Cryo-EM of a nucleotide-polymerizing ribozyme enables its predictive improvement
En déterminant la structure par cryo-microscopie électronique à 3,1 Å du ribozyme de l'ARN polymérase tC19Z, les chercheurs ont identifié une interaction d'appariement de bases ectopique spécifique qui inhibe l'activité, permettant ainsi la conception de mutations compensatoires qui accélèrent avec succès le taux d'extension du ribozyme et font progresser l'objectif de l'autoréplication basée sur les nucléotides.
Article original sous licence CC BY 4.0 (https://creativecommons.org/licenses/by/4.0/). Ceci est une explication générée par l'IA d'un preprint qui n'a pas été évalué par des pairs. Ce n'est pas un avis médical. Ne prenez pas de décisions de santé basées sur ce contenu. Lire la clause de non-responsabilité complète
Imaginez une époque avant les ordinateurs, avant l'ADN, et même avant la première cellule. Des scientifiques ont une idée folle appelée le « monde de l'ARN », suggérant que la vie a commencé avec une seule molécule magique : l'ARN. Contraなる l'ADN dans votre corps, qui est principalement un bibliothécaire passif stockant des instructions, cet ARN ancien était un super-héros multitâche. Il pouvait non seulement conserver l'information, mais aussi agir comme une minuscule machine, ou « ribozyme », pour construire des copies de lui-même en utilisant des blocs de construction libres appelés nucléotides.
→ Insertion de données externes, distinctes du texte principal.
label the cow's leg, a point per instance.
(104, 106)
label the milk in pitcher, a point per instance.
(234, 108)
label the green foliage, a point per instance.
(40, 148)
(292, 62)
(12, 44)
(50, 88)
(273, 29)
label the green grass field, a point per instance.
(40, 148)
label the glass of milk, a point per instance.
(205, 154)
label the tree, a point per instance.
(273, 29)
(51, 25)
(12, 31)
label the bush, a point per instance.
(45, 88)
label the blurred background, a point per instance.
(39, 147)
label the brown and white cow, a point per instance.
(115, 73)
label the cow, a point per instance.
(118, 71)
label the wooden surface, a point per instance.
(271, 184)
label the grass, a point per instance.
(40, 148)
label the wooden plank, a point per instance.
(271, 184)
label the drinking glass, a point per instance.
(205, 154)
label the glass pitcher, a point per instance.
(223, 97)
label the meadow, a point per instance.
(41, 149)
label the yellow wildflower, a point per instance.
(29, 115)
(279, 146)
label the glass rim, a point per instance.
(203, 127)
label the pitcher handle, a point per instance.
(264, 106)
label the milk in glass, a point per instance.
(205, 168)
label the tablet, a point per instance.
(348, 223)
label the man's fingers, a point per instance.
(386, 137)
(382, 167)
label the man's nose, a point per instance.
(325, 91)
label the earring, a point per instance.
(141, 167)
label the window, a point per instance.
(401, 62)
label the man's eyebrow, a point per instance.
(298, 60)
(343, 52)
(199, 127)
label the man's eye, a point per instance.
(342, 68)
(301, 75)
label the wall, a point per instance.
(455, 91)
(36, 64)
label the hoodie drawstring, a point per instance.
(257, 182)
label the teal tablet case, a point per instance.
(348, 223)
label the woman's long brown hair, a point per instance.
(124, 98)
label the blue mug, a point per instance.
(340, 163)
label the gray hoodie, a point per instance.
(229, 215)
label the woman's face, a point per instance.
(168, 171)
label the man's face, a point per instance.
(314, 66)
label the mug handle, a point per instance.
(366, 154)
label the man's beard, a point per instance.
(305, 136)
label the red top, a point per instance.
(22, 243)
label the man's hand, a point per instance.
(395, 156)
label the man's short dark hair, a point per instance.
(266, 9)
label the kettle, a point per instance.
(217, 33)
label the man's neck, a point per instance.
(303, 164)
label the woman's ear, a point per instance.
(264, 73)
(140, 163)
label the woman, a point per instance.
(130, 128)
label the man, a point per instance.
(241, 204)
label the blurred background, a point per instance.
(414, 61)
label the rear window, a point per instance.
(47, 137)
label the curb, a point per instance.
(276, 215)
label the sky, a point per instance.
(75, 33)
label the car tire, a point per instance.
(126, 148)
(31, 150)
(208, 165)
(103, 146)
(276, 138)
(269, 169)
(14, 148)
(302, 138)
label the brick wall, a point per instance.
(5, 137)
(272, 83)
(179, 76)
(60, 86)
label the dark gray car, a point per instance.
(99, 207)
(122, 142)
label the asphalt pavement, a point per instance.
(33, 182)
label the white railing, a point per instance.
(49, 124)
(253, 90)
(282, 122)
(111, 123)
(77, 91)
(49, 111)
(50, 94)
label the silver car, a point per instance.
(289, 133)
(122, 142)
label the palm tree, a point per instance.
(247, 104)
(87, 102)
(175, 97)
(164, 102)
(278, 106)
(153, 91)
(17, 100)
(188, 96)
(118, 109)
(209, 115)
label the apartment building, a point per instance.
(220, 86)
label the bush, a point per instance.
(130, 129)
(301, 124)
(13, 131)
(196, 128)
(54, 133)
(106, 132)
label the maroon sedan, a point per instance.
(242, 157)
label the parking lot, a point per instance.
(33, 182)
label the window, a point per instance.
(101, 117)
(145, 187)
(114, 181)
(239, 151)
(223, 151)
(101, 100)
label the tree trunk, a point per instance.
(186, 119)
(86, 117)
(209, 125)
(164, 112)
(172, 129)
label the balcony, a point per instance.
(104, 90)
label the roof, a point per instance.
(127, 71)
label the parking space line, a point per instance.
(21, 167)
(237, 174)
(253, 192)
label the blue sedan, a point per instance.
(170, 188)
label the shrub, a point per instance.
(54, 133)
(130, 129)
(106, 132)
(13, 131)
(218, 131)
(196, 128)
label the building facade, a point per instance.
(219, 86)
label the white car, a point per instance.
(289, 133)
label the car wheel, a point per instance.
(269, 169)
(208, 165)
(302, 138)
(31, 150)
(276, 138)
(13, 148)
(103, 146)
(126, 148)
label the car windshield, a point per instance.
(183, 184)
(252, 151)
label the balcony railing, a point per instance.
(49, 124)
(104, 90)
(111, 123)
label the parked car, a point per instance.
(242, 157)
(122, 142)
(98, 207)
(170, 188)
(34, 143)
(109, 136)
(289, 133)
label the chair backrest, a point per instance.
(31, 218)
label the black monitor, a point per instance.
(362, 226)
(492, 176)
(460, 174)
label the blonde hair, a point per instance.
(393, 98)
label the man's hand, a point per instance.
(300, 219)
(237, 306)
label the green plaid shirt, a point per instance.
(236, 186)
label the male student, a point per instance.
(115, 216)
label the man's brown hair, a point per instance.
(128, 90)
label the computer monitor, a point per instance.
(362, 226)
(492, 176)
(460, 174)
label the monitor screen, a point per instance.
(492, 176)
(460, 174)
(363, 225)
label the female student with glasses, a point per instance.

Si nous pouvions créer en laboratoire un ribozyme capable de se copier réellement lui-même, ce serait un indice majeur sur la façon dont la vie a commencé. Le grand défi ? Les scientifiques tentent de construire ces machines auto-réplicantes depuis des années, mais ils ont travaillé les yeux bandés. Ils ont fait évoluer ces molécules par essais et erreurs, mais sans une image en 3D de ce à quoi elles ressemblent réellement, c'est comme essayer de réparer une montre complexe sans jamais voir les rouages à l'intérieur.
C'est exactement l'énigme qu'une équipe de chercheurs a abordée dans une nouvelle étude. Ils se sont concentrés sur un ribozyme spécifique et super avancé appelé tC19Z, conçu pour agir comme une polymérase — une machine qui enchaîne les nucléotides pour fabriquer du nouvel ARN. Pendant longtemps, les scientifiques savaient que cette machine fonctionnait, mais ils ne savaient pas comment elle fonctionnait car ils ne pouvaient pas voir sa forme. Dans cet article, l'équipe a utilisé une caméra de haute technologie appelée cryo-EM pour prendre une photo 3D d'une clarté époustouflante du ribozyme à une résolution de 3,1 [Å]. Cette image a révélé l'architecture secrète de la machine. Ils ont découvert que le ribozyme est en fait un intelligent monstre de Frankenstein : c'est un vieil « ligase » (une enzyme semblable à une colle) qui a été amélioré par un tout nouveau domaine accessoire composé de séquences aléatoires. Cette nouvelle partie agit comme un bras de soutien, agrippant l'ancienne machine grâce à une poignée de main boucle-boucle, une couture d'ions magnésium et une pile de six bases. Elle reconstruit même la « prise » de la machine pour tenir ses composants en utilisant des ingrédients complètement différents de l'original.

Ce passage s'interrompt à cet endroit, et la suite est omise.